There are people whose impact on our life is not understood until we hear of that person’s passing. Time keeps ticking, we know rationally that everyone dies, and yet there are those whom we hear the news and feel a kind of itch; a little part inside that reacts more viscerally than expected.

Stewart Cheifet’s passing on December 28, 2025 gave me that itch.

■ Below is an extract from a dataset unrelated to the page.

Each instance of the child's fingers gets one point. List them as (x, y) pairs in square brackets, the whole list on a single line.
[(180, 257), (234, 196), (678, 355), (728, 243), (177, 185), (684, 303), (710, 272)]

In a recent blog post I wrote about HyperCard, I used Cheifet’s image from Computer Chronicles at the top, and made a little joke animation later in the same post, referencing the man. I respected what he had built, and also wanted to poke fun at my own obsession over a 40 year-old television show and its host. I’m well into my 50s now; surely there are better outlets for my waning energies.

Computer Chronicles aired on PBS on Saturdays where I lived, just after the cartoon block on network television had wrapped. I was always excited to see what Cheifet and co-host Gary Kildall would spotlight, anxious to witness computers doing things I couldn’t experience anywhere else. It was my glimpse into the near future and I was hooked.

Admittedly, I didn’t understand many of the things they talked about. I didn’t know what CP/M was, or why I’d want it. I had no business to run and hence couldn’t get particularly excited about the latest update to Lotus 1-2-3. At age 14, my eyes positively glazed over when he talked about “Investment Software.” But still, I watched. I listened.

I shifted.

My father, you must understand, loved gadgets and computers, but couldn’t be bothered to understand them. I distinctly recall asking him how our TRS-80 worked. How did it take keyboard presses and do things on screen? He responded, “Magic!”

For him, it was. He loved telling the story of a final exam in college consisting of a single essay question, “What is electricity?” He had answered, “Magic!” and received a B+ from a generous professor who apparently needed the laugh. To dad, that was as good an explanation as anything. “These are unknowable magic boxes, son, but they’re useful for recipe management and biorhythms,” seemed to be his thinking.

Cheifet was my inoculation to dad’s willful ignorance. Computer Chronicles showed me the POTENTIAL inherent to the computer, and importantly that it was just another machine, not magic.

When munitions are fired, tiny shifts to the firing angle can result in wildly different flightpaths for the projectile. Life is no different. The micro-adjustments Cheifet’s work exerted on my own pivot point, those formative years when I realized dad’s ignorance needn’t be my own, absolutely altered the path I took in later years.

In my HyperCard post I concluded, “the only way to appreciate its brilliance is to have it taken away.” Only now do I realize that is also true of Stewart Cheifet.